Don’t run a marathon.

Having disregarded the last piece of advice, you’ll understand its compelling good sense. Corollary: if you run more than one marathon you are a person who persists non-sensible behaviour. Spouses and families will point this out to you.

Running a marathon damages your body. Within days or a week or two, your body will usually recover (The exception is the case where you die running the marathon, as happened to Pheidipides of old.) Do not imagine you are doing this for your health.

Running a marathon requires a lot of training. Racing a marathon – quite distinct from merely running to complete the event – requires a shit load (that is the technical expression) of training. Spouses (see above) do not generally like this. Sometimes you come back from a marathon to find the spouse has gone.

Running a marathon requires courage.

The marathon humbles everyone who attempts it.

The marathon runner discovers something about herhimself every time shehe runs it.

The marathon is an extreme test.
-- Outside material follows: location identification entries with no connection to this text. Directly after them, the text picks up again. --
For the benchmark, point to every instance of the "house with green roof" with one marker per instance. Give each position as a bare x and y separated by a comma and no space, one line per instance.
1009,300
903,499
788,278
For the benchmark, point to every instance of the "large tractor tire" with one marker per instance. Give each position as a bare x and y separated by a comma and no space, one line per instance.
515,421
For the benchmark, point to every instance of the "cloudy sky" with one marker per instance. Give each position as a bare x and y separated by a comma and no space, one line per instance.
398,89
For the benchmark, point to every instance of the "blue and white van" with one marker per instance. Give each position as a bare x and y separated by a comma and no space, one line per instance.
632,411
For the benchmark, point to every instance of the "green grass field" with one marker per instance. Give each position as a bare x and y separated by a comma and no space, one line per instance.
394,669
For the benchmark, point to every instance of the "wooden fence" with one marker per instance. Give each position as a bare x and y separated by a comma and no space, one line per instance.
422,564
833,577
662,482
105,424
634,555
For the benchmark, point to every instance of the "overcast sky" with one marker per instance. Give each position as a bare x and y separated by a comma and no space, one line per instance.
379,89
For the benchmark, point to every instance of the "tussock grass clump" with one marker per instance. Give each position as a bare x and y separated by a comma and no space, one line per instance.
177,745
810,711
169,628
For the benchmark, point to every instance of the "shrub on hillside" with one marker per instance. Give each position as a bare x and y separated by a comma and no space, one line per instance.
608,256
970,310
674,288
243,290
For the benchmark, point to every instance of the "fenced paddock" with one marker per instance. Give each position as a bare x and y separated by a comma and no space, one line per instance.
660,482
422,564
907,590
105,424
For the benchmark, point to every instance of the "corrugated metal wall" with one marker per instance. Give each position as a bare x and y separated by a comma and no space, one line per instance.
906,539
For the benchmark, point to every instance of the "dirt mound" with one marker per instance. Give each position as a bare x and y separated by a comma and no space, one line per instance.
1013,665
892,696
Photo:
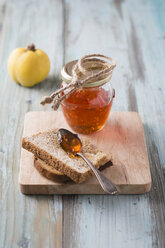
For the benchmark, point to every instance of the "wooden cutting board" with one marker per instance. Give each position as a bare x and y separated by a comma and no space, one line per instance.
122,136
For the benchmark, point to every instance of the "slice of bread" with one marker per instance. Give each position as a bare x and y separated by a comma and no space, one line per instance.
49,172
44,145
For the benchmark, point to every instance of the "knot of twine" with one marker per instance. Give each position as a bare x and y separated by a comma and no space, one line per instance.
84,66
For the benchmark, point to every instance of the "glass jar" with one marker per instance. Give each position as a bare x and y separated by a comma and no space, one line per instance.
86,110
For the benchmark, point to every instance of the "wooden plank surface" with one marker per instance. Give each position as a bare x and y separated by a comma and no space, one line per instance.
122,139
133,32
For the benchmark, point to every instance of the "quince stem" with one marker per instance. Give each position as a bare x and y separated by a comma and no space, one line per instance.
31,47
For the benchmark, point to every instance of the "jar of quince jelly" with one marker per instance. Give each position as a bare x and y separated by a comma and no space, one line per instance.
86,109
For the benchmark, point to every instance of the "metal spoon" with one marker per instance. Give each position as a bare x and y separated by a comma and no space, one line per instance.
72,145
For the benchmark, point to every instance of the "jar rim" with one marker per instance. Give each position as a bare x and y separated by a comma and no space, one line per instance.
67,77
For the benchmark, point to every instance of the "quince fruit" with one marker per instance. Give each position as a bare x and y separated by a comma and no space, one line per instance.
28,66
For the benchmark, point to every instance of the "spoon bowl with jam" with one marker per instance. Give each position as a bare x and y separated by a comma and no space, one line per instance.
71,143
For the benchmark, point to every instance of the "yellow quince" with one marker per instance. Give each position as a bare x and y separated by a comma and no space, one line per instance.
28,66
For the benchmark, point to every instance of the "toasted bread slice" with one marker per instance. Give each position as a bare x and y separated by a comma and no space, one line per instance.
49,171
44,145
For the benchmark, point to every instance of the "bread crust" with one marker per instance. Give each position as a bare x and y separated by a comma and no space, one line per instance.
58,164
49,172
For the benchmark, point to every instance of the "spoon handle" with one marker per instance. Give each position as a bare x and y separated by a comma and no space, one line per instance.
108,186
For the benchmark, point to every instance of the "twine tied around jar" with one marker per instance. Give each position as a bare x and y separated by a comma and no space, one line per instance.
82,73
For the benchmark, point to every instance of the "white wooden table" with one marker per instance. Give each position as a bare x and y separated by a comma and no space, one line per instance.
132,32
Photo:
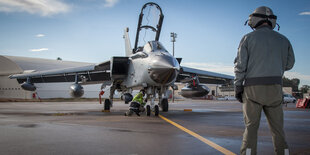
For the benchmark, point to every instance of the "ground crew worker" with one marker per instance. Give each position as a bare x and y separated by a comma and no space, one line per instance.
137,104
263,56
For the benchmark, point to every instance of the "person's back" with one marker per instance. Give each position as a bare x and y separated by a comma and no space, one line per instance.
268,53
263,56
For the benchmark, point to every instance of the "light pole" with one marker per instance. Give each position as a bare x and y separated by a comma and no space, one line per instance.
173,36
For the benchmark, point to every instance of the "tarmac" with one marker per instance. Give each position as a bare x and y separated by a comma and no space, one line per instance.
190,127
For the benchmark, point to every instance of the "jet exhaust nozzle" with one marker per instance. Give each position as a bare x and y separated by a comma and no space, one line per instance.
76,90
28,86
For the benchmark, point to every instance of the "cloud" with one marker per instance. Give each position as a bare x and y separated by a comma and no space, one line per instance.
38,50
304,79
41,7
110,3
304,13
213,67
40,35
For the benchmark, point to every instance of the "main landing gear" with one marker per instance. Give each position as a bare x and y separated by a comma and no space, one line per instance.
148,110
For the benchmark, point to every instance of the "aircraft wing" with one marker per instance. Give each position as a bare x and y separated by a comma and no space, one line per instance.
206,77
90,74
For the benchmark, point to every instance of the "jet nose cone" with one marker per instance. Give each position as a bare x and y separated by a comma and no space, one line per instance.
164,70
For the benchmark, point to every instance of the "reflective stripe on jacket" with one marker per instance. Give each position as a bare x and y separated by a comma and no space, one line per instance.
138,98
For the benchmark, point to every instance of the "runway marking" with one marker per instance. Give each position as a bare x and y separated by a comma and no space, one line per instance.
210,143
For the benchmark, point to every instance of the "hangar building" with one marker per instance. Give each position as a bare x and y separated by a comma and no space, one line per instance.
10,89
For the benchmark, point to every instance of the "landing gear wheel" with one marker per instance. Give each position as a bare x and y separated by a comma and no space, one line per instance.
148,110
107,104
164,105
156,110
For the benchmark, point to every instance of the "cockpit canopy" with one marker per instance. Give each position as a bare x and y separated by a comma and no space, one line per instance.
152,46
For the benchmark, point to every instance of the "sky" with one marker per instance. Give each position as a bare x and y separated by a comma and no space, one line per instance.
208,31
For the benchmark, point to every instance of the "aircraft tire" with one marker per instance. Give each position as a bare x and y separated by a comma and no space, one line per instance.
107,104
164,105
148,110
156,110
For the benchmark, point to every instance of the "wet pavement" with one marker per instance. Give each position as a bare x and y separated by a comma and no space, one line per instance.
81,128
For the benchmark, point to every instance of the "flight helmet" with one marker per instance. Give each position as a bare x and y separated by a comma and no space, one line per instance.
260,15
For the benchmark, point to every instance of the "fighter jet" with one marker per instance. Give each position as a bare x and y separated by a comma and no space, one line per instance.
150,67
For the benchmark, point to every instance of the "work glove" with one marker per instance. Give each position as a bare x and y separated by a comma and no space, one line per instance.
238,93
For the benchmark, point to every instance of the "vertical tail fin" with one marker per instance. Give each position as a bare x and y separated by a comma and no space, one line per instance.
128,48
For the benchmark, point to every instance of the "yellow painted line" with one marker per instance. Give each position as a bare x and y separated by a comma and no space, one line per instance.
210,143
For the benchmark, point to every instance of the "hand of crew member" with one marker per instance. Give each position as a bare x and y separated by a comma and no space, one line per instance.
238,93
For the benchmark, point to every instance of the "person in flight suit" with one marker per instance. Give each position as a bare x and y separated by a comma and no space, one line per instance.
137,104
263,56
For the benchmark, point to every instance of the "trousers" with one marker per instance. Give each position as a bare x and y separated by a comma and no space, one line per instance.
267,98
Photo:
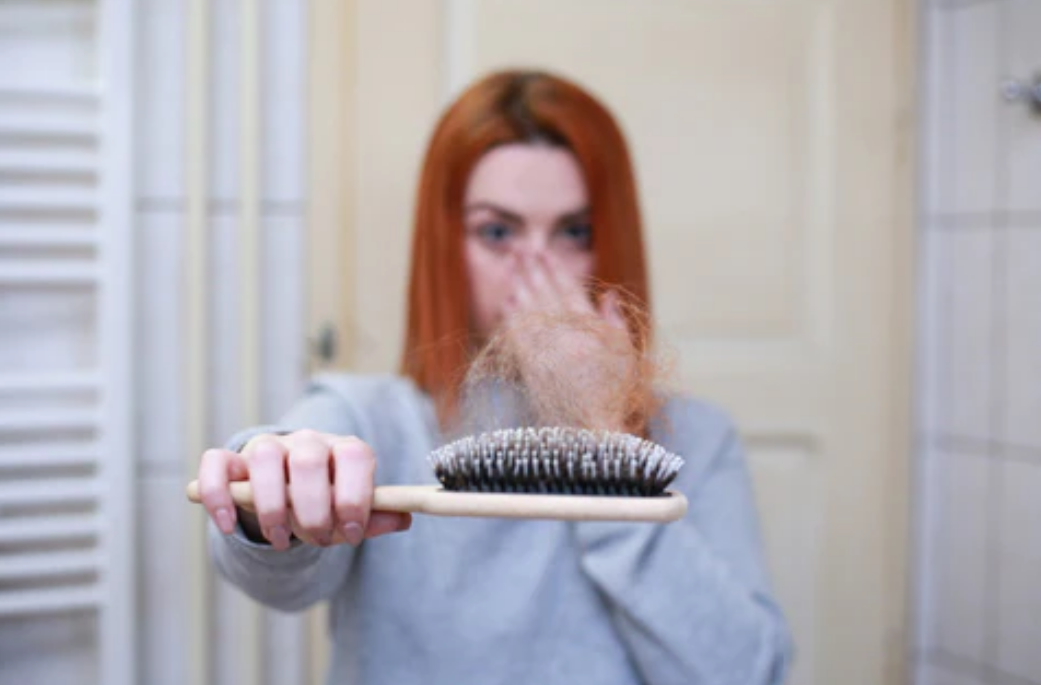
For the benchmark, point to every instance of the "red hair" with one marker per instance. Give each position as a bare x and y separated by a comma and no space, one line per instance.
504,107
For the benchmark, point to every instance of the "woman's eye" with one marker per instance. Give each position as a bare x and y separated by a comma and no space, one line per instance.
581,234
494,233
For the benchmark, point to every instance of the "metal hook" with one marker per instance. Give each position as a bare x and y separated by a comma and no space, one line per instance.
1017,91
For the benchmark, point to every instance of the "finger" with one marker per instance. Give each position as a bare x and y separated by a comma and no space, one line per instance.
567,290
354,467
267,459
216,471
381,523
309,485
541,286
524,299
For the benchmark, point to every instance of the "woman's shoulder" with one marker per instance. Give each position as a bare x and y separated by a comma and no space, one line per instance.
692,425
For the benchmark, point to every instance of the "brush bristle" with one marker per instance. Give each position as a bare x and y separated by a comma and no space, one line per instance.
556,460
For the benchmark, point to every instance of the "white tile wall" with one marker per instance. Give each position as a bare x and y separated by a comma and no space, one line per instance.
284,96
1021,58
980,394
965,340
224,97
162,591
1022,358
159,120
937,675
967,77
1019,582
158,386
164,622
960,555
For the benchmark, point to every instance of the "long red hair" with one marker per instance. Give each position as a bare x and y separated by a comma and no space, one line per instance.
510,106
Its extremity evokes extremes of feeling. Tears can flow.

The marathon runner who is forced to pull out due to injury within a few kms from the Finish is a tragic sight. In horse racing a steed that is injured can be shot on the track. A quick gunshot is an expedient that would be welcomed by both the injured party and those runners who witness that colossal grief.

(Death by gunshot is readily available in the USA.)
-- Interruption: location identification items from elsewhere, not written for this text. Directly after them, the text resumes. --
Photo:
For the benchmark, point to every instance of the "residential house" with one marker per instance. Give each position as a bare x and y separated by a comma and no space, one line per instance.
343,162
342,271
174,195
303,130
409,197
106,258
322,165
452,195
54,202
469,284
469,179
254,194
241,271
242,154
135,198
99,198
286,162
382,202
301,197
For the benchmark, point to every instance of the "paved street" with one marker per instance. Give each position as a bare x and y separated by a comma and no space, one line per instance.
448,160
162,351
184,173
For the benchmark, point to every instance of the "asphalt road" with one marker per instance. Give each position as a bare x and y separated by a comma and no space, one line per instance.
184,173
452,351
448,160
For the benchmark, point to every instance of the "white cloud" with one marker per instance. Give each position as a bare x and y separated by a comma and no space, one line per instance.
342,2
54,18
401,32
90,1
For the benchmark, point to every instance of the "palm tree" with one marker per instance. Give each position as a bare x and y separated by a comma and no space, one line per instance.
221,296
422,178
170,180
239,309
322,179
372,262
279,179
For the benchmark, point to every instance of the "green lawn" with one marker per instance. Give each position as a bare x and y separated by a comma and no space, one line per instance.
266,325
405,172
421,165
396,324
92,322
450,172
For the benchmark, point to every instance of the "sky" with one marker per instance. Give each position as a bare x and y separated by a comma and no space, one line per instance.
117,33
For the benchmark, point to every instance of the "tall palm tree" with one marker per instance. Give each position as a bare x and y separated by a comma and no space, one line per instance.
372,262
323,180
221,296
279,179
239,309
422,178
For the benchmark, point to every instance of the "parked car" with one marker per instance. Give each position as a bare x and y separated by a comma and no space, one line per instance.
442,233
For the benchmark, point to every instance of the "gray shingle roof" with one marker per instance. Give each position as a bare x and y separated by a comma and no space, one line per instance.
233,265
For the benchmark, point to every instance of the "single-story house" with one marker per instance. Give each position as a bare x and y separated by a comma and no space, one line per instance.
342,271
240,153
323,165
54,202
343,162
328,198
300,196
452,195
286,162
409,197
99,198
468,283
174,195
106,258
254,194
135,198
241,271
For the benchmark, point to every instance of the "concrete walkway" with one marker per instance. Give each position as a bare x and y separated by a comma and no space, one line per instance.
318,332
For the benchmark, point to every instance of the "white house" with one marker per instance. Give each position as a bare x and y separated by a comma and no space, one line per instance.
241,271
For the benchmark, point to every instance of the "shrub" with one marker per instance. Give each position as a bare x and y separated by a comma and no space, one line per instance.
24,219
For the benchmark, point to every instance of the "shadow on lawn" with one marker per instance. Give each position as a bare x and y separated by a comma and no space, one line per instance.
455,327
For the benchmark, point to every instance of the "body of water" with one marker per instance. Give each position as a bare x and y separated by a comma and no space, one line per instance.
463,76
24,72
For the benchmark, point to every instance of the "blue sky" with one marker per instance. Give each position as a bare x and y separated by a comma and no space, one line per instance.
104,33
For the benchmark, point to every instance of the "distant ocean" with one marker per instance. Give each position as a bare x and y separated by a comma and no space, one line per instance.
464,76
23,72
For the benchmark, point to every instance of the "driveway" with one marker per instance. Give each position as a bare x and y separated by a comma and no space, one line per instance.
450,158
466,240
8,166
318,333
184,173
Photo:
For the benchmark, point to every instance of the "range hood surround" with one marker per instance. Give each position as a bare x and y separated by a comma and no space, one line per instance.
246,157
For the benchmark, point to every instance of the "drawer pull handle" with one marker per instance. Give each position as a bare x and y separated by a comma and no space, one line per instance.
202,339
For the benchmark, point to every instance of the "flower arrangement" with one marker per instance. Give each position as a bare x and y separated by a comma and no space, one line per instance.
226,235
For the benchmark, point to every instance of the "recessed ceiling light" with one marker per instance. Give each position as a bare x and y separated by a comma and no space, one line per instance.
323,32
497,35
Plan to have a poo before you run. The runner has consumed megabites of carbs the previous day and all things come to pass. The alternative to evacuation prior to the run is to do so during. This wastes valued time. Unless, like the woman winner at Boston about twelve years ago, and like De Castella at Rotterdam three decades ago, you don’t stop when it starts and you go with the flow. In the case of the brave German girl, diarrhoea and untimely menstruation coincided. Unlike the runner herself, it was not pretty.

Although it must occur to about one in five females on a given race day I have no advice to offer regarding prudent management of marathon menstruation.

Trim your toenails a week before the event. Otherwise the nail might leave your toe somewhere between Start and Finish.

That is the totality of the wisdom I have to impart.

I did run today, I did finish – in brutal conditions – and I am requited. A little bit proud, self-amazed, a bit sore (I’ll be at my sorest the day after tomorrow), weary and happy. And very, very thankful.